The process of constructing a dataset is the data preprocessing process of NLP. Its main purpose is to rearrange the original scattered file data into data of a unified structure so that the language model can directly use it. The main process of constructing a sample dataset is as follows (take the CommitmentBank dataset as an example):
At present, there are three kinds of data preprocessing in the project, namely, fine-tuning for classification tasks, pre-training, and fine-tuning for generation tasks. We will expand on them separately in the following.
There are two forms of tuning for classification tasks: one is fine-tuning, and the other is the prompt-tuning. Prompt-tuning requires an additional cloze template for the task, which is more suitable for limited data. Let's take prompt learning as an example to introduce the data processing method in classification tasks:
import torch
from flagai.data.tokenizer import Tokenizer
from flagai.data.dataset import SuperGlueDataset
from flagai.test_utils import CollateArguments
from flagai.data.dataset import ConstructSuperglueStrategy
# get default parameters
cl_args = CollateArguments()
# Create tokenizer
tokenizer = Tokenizer.from_pretrained("GLM-large-en")
# Initially read and process the dataset
dataset = SuperGlueDataset(task_name='cb',
data_dir='./datasets/',
dataset_type='train',
tokenizer=tokenizer)
# Construct collate function
collate_fn = ConstructSuperglueStrategy(cl_args, tokenizer, task_name="rte")
# create loader
loader = torch.utils.data.DataLoader(dataset,
batch_size=1,
shuffle=False,
num_workers=1,
drop_last=False,
pin_memory=False,
collate_fn=collate_fn)
The corresponding code module is shown below, which consists of two steps: automatically loading the dataset, and unifying the structure of all datasets
dataset = SuperGlueDataset(task_name='cb',
data_dir='./datasets/',
dataset_type='train',
tokenizer=tokenizer)
SuperGlueDataset
is the function in this step,and its major parameters are introduced below:
task_name
: Identifier of dataset, Supported datasets and their identifiers are given at the table in [1.Load the dataset](#1.Load the dataset).
data_dir
: Data will be automatically downloaded to data_dir
directory, which is ./dataset
by default.
dataset_type
: It can be train/dev/test, which represents train/validation/test set is going to be preprocessed.
tokenizer
: Constructed tokenizer as introduced in Tutorial1.

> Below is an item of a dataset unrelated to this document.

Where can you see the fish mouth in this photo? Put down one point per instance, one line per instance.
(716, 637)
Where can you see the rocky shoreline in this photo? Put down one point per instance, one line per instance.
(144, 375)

FlagAI currently supports the following classification datasets:
The downloaded dataset directory will contain three files, corresponding to the training set data, the validation set data, and the test set data. Take the CommitmentBank dataset as an example, the train.jsonl
in the directory corresponds to the training set, val.jsonl
corresponds to the validation set, test.jsonl
corresponds to the test set. Generally, the training set and test set contain label information, but the test set does not. These data files will be processed separately in the next process.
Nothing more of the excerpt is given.